How do you know what has taken place in a home that you plan to buy? Well, a new law that gives buyers the right to take action before moving in.
They are scattered all around the Grand Valley, both new and old, but how do you know what happened in that house before you buy it? Toni Heiden, Heiden Reality, says, "We want to make sure that that property is something to give enjoyment of life." That combined with health and legal issues is the purpose of senate bill 2, which is now in effect.

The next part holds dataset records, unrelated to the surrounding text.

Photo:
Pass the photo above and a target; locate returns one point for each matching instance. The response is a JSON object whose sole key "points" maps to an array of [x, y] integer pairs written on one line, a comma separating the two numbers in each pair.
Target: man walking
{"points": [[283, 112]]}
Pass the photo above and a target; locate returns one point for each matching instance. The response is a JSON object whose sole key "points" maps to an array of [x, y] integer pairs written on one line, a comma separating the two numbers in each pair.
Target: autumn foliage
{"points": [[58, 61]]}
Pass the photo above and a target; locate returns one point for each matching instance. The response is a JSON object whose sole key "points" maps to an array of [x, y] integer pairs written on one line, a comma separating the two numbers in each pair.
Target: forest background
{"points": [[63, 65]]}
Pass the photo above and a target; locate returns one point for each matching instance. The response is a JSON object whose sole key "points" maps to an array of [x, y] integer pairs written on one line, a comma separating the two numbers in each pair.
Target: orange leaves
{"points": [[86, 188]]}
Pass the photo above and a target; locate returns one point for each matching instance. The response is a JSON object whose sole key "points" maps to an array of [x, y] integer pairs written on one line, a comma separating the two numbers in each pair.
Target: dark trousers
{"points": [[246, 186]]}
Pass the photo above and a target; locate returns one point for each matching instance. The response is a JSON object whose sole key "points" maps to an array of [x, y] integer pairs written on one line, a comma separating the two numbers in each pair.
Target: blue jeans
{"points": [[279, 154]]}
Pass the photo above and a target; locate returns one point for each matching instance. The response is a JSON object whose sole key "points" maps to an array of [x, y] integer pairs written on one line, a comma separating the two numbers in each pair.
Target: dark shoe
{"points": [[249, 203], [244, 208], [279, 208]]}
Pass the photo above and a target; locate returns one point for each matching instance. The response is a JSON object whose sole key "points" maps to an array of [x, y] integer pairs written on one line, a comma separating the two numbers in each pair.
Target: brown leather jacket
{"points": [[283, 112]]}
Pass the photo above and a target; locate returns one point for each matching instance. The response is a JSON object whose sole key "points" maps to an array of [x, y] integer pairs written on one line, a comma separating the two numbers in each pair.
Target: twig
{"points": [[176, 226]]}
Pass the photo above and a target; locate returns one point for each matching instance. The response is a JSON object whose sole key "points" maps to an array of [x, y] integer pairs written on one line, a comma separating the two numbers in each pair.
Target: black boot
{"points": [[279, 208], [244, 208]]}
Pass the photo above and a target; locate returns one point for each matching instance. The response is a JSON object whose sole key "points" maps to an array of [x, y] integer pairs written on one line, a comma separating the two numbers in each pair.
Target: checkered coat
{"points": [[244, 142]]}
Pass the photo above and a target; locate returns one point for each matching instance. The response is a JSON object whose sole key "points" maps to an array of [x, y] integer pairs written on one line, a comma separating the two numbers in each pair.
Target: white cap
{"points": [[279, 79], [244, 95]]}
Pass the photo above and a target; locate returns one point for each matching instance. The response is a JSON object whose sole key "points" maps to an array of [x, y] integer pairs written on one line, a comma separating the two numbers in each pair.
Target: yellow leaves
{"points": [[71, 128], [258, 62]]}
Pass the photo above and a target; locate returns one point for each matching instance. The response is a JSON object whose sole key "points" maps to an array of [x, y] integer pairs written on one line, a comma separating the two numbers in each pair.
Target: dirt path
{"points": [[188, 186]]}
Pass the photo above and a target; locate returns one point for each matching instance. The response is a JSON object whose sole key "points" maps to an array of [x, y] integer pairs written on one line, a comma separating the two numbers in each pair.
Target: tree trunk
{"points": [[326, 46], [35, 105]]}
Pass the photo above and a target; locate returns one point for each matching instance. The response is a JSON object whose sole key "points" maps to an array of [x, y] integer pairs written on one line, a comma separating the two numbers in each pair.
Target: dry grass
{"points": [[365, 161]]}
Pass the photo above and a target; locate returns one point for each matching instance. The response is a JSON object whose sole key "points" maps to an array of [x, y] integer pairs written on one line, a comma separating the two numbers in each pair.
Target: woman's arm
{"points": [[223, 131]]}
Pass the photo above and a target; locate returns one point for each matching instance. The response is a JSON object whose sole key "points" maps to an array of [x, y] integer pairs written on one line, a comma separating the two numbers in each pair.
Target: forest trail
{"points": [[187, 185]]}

"This gave property buyers the right to test properties for the presence of residue that would indicate a meth lab," says Steve DeFeyter, Director of Mesa County Environmental Health. If this tests does show an unsafe amount of residue, the seller has the right of a secondary test. DeFeyter says, "The seller can hire another industrial hygienist, a certified industrial hygienist to perform the test to challenge the first test." Then if dangerous amounts of meth residue is still found, the potential buyer can cancel the contract up to the closing date. "The only out for the seller is if they clean up the meth prior to the sell, and then they can be exonerated," says DeFeyter.

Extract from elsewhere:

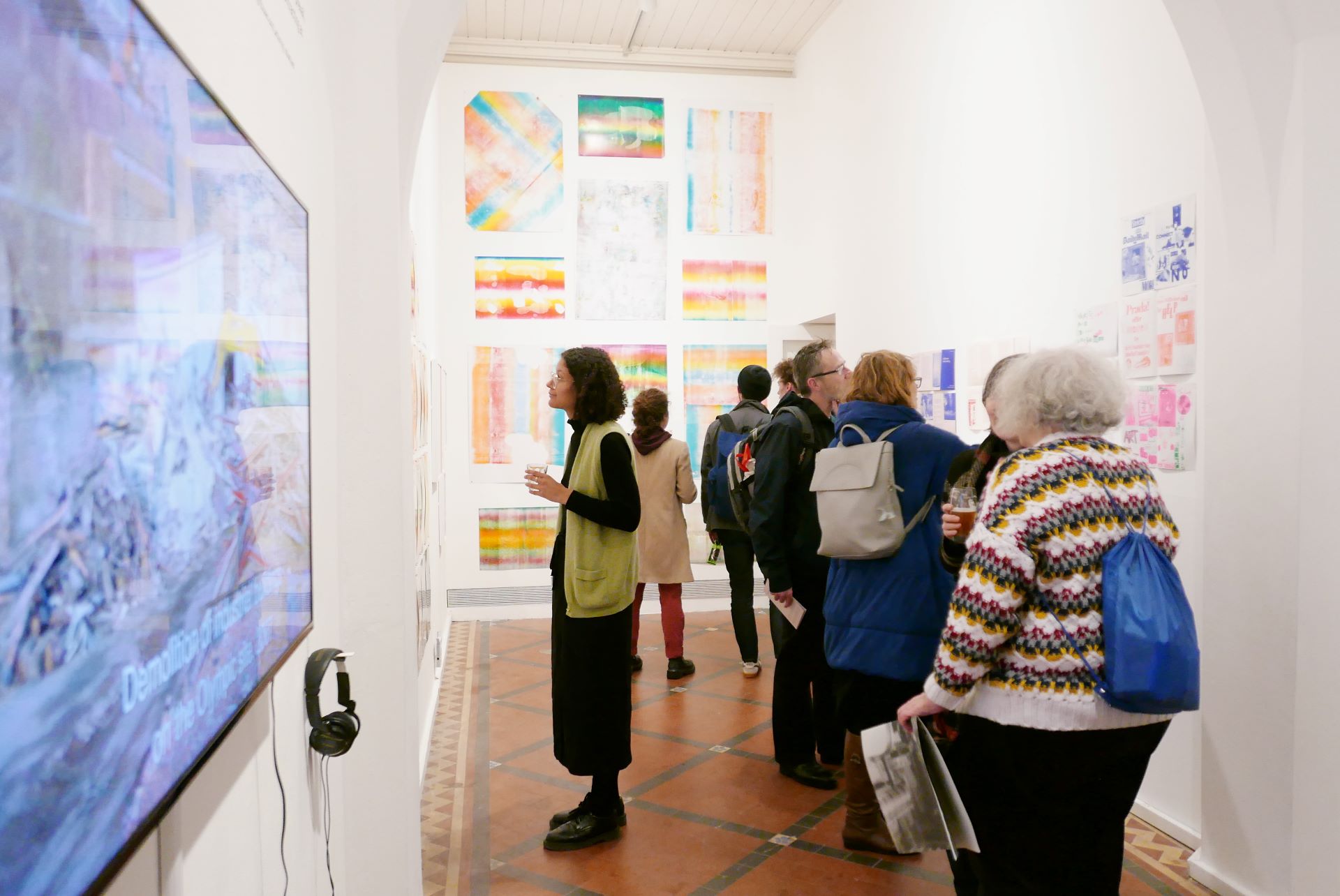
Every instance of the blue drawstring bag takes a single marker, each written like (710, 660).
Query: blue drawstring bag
(1152, 654)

With this law and in these contracts it doesn't matter if meth was made in the home twenty years ago or just last month. Instead safety is determined by how much meth residue is actually in the home.
DeFeyter says, "If the results of the test shows greater than five micrograms per hundred square centimeter then it's a meth lab."
This small amount of residue may cause the seller to shell out about thirty thousand dollars in renovations. In extreme cases the interior of the home including the sheet rock and under flooring may all need to be gutted out.
So if a seller suspects there may be a problem from previous owners or renters the test is recommended before putting the home on the market.